The past few weeks of early January 2009 have certainly been very eventful for the UK music industry, which is attempting to work with broadband ISPs toward the development of a method designed to counter the increasing prevalence of illegal file sharing (To Ban or Not to Ban). This process began in earnest last year when six of the country’s largest ISPs signed a Memorandum of Understanding (MoU) with the creative industry and agreed to the principal of warning illegal downloaders about their activity (news).

The MoU was ultimately seen as an ignition switch to kick-start the process toward developing tighter restrictions and better solutions for the problem. Unfortunately, despite the International Federation of the Phonographic Industry (IFPI) warning in its 2009 Digital Music Report that 95% of music downloads (40 billion files) are illegal and unpaid for (news), the creative (music, movies etc.) industry, government and ISPs have so far failed to reach a voluntary agreement (news).
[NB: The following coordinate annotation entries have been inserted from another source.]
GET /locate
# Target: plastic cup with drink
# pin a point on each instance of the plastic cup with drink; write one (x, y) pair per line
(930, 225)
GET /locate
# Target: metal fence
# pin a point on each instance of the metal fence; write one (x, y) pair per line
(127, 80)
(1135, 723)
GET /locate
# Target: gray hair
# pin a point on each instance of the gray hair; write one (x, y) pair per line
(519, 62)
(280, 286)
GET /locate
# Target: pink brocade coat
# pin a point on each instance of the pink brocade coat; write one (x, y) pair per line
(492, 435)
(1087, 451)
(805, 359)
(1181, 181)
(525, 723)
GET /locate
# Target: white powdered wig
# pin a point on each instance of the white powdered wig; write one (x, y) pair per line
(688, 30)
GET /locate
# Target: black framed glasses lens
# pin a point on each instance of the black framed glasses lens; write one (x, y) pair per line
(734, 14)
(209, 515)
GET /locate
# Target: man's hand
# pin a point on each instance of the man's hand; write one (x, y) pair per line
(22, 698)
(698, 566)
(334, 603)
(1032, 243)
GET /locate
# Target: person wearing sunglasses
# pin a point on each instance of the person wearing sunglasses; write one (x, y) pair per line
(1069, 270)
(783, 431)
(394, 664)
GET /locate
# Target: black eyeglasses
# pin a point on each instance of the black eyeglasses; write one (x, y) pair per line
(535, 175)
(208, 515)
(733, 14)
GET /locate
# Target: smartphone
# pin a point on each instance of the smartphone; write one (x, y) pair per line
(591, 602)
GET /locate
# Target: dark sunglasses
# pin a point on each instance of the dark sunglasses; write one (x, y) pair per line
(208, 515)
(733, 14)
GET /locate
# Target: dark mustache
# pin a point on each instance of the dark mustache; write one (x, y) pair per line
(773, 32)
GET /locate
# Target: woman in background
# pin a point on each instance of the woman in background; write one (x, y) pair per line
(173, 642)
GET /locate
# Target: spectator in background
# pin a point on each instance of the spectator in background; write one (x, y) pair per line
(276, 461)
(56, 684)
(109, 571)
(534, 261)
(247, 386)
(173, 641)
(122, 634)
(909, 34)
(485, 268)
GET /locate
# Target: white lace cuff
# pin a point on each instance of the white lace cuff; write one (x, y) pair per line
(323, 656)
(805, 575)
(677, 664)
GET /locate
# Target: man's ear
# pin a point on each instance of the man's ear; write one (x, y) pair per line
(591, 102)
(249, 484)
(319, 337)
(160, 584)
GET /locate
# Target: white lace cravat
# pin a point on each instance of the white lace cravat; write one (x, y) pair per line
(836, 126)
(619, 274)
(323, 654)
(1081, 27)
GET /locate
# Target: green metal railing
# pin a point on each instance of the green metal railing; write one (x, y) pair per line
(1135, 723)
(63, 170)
Internet providers may now risk the prospect of tougher legislative sanctions from the government unless a way forward can be found. To that end ISPreview has hooked up with UK Music (who?), an organisation representing the UK’s commercial music industry, to discuss some of the problems and potential solutions to this situation. This interview includes feedback from UK Music’s Press and Communications Executive, Adam Webb, its CEO Feargal Sharkey and Chairman Andy Heath.

NOTE: This interview was completed only days before the recent failure to find a voluntary agreement and as such one or two of the questions and answers may appear out of step.

1. Who are you and what do you do?

UK Music: My name is Adam Webb, I am press and communications executive for UK Music. UK Music is a recently-launched organisation that represents the UK’s commercial music industry – our members include representatives of artists, songwriters, composers, musicians, record labels, music publishers, music managers, studio producers and collecting societies.

Before UK Music launched in October 2008, our previous incarnation was an organisation called British Music Rights that represented the interests solely of the composer and publisher community.   

2. How much progress has been made on implementing the new anti-piracy scheme since the memorandum of understanding was first signed and what hurdles have yet to be overcome?

UK Music: As you know, the memorandum of understanding was built upon three strands: education; the development of new business models; and, for those consumers who still won’t use legitimate music services, a dialogue as to what should be an appropriate response to discourage them.

I wouldn’t term the MOU as an “anti-piracy scheme”. The overriding emphasis is to bring music and telco businesses together, develop new partnerships and stimulate growth. As such, it is very much the start of a process, not the end game.